On July 19, I sat at ringside at the DCU Center in Worcester — we locals still call it the Centrum — to watch the draft between WWE Raw and Smackdown. And one of the biggest surprises for me of the night was the crowd’s reaction to former three-time WWF Heavyweight Champion Bob Backlund.
If you don’t keep up with wrestling these days, 66-year-old Backlund is back on TV, playing the role of a coach to current WWE wrestler Darren Young. Backlund has even gone as far as to “allow” Young to use his old finisher, the cross-face chicken wing.
In Worcester, at one point during Young’s match, the crowd erupted into a chant: “Backlund! Backlund!
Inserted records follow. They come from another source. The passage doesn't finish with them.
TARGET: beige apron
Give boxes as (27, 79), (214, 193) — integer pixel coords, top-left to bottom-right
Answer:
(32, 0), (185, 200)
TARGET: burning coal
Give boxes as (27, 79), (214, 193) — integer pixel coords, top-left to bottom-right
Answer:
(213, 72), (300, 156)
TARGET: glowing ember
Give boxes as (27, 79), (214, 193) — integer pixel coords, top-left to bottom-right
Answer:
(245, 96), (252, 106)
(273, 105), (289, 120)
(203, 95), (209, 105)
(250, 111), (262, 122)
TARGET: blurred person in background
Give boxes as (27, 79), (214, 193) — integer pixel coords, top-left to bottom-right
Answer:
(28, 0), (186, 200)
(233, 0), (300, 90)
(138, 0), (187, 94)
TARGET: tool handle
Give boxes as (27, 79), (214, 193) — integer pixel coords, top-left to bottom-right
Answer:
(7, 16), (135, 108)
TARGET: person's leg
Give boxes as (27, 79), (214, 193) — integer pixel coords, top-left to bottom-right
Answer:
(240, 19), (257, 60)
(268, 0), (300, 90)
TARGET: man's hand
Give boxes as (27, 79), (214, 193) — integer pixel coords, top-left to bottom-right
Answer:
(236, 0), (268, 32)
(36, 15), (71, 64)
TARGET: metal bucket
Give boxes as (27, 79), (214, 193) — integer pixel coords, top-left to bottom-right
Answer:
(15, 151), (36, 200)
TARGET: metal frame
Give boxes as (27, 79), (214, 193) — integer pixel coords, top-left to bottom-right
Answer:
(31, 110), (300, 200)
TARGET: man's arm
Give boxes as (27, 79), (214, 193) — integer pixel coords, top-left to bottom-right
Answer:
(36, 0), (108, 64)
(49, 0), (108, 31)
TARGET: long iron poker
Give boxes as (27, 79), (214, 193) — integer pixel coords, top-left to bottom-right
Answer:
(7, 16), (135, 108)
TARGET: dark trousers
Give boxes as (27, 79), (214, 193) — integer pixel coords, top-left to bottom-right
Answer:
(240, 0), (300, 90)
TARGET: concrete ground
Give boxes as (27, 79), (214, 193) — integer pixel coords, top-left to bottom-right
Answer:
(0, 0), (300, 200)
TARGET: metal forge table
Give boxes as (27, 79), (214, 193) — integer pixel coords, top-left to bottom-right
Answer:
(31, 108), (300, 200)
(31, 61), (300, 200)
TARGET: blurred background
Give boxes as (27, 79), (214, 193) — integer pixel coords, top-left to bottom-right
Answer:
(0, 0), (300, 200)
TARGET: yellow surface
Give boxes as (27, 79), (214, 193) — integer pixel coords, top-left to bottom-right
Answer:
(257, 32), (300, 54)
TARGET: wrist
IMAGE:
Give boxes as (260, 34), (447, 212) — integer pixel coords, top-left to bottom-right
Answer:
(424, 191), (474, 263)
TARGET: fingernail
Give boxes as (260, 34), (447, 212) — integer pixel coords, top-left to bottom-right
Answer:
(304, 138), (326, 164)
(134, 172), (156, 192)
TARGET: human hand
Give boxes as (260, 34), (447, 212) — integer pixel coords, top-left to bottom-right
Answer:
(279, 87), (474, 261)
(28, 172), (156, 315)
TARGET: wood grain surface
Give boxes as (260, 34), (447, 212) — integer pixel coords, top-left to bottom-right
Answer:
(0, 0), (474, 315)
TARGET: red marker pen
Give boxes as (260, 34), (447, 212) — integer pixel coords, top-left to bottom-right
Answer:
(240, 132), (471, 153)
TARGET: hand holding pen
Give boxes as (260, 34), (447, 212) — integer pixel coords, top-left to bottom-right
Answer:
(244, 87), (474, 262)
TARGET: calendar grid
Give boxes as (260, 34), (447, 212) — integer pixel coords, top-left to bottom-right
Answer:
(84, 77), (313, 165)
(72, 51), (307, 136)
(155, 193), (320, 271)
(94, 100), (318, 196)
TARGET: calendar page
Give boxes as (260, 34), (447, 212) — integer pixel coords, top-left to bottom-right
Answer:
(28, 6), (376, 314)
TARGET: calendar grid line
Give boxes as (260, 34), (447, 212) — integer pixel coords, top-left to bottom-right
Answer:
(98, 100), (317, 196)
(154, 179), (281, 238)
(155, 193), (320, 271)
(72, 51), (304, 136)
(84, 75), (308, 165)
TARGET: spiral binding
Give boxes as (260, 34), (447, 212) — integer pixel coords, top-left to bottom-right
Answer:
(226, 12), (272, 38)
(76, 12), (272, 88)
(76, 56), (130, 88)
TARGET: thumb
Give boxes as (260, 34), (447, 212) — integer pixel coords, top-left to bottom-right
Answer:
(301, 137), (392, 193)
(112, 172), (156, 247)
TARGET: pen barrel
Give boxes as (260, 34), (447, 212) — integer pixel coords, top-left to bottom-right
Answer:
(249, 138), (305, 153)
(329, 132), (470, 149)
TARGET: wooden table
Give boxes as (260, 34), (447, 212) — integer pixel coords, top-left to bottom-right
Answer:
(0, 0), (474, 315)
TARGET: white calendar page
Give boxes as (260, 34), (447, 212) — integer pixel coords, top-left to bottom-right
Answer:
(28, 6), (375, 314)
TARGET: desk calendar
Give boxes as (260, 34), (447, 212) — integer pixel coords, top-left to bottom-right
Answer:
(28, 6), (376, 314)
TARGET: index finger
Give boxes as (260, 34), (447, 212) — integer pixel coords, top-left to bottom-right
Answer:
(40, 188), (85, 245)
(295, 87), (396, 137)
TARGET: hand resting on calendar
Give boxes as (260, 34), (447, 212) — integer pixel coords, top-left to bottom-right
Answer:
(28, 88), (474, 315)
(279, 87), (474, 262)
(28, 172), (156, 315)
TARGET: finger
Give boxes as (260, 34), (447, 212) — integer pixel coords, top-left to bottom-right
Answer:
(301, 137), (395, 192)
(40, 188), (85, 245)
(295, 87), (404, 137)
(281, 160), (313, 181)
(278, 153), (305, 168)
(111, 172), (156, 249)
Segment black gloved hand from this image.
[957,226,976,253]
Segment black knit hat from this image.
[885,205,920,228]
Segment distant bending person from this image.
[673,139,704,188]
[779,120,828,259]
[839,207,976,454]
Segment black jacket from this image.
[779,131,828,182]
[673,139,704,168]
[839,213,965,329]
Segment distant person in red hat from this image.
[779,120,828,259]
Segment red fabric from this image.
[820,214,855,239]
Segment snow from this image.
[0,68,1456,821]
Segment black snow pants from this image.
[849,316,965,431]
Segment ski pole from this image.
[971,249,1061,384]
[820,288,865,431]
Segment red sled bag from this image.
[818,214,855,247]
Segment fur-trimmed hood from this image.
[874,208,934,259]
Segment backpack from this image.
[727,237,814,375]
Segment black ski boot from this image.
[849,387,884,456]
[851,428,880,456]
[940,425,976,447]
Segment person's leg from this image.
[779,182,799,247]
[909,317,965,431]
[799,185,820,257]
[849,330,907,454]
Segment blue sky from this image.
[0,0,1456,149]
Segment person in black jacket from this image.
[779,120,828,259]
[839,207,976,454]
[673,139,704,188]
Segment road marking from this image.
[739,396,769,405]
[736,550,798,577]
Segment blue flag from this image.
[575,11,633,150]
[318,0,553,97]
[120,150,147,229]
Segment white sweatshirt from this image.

Backlund!”Embed from Getty Images
Backlund first beat Superstar Billy Graham for the belt in February 1978, lost and regained it in a quickie switch to Antonio Inoki in Japan in 1979, and then lost the title to the Iron Sheik in a famous match on December 26, 1983, that marked the end of Backlund’s era and the start of Hulkamania.
Longtime fans will remember the stories about Vince McMahon asking Backlund to turn heel after Hogan won the title in 1984, which Backlund refused to do. Ironically, a decade later, Backlund returned to the WWF and became a bad guy in a memorable run that culminated with a brief reign as champion again.
Former WWF and WCW writer Vince Russo, in a June podcast with Backlund, asked about his change in attitude about being a heel.
Backlund said his reasoning to McMahon was that time enough time had passed by to make a heel turn work. “Our daughter’s grown up and the kids that I was being a hero to are older and they’ll understand,” Backlund recalled telling McMahon.
Backlund said that he was also legitimately dismayed that in the 1990s, the babyfaces wre often scoundrels. “The good guys are lying, cheating, and swearing … Let me be bad by being good,” was his reasoning to McMahon.
“I was so serious and I liked what I was saying … I believed I was trying to help society,” Backlund said on Russo’s podcast.
He said his wacky promos in 1994 were not acting, but instead from his heart. “I was overacting, but I was so serious and proud of what I was saying,” Backlund said. “I was very driven.”
His current coach persona is toned down, but still has hints of the heel Backlund. He doesn’t look all that different than he did in 1984, and appears to still be in great shape.
Backlund wrote a book, Backlund: From All-American Boy to Professional Wrestling’s World Champion, that I haven’t read yet myself, but I want to.